Part of Wolf’s success is her dedication to continuous learning and staying informed. “It’s never too late to learn,” she says, and after extensive experience across various industries, she feels the Center is the perfect fit. “I’ve finally arrived. I am in a place that I absolutely love, because it’s incredibly exciting. The innovation is outstanding.”
The students are equally impressive, she adds, enthusiastic about being part of the experience. Seminars are highly attended, allowing students to broaden their knowledge beyond their own research.
“We also see students collaborating significantly. They love it; they love being part of this. Some students have even told us that this Center is the reason they chose us over other grad school options while pursuing additive manufacturing.”
The Center is committed to supporting these students, particularly in their research endeavors. “We train them. We want them to be hands-on and capable, which doesn’t happen at every university,” Wolf says. “We also foster a strong collaborative culture of safety in our labs, which is something we are very proud of.”

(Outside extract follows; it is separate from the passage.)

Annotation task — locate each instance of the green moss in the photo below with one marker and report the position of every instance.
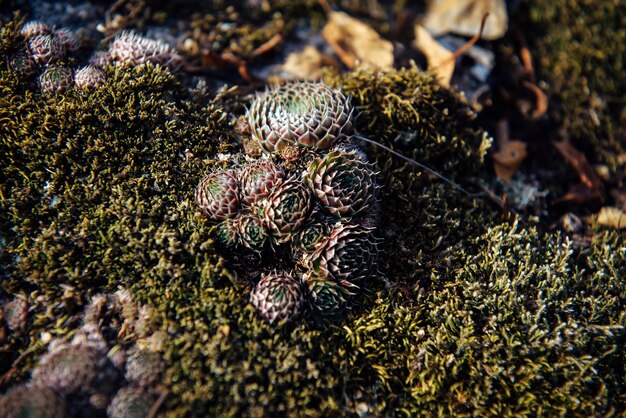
(580, 48)
(481, 318)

She is equally proud of the students’ generosity with their time, skills, and knowledge, as well as their willingness to share what they know with others, whether it’s safety training or operating various lab machinery. “Every one of them is so grateful for their opportunities that they pay it forward or back. They’re just so generous and gracious.”
Looking ahead, the NextManufacturing Center aims to continue with automated or data-driven qualification and certification as a pathway to true adoption of additive manufacturing. The goal is also to attract more students and raise awareness of the vast possibilities within the field.
“We have the advantage. 3D printing is the best thing that’s happened to metallurgy in years,” Wolf says. “We have an outreach tool, if you will. We have a technique—even if it’s just desktop plastic 3D printing—that’s so visual and so accessible. For $300 to $500, you can have a desktop 3D printer.”
This accessibility means schools, libraries, and community centers are now being introduced to the field, which can only benefit the broader industry.
“Even if you’re a non-technical parent or teacher, you can acquire one, and it’s for girls and boys,” Wolf says. “Additive is on the move now, and that’s incredibly exciting when trying to engage kids in STEM, particularly in additive manufacturing.”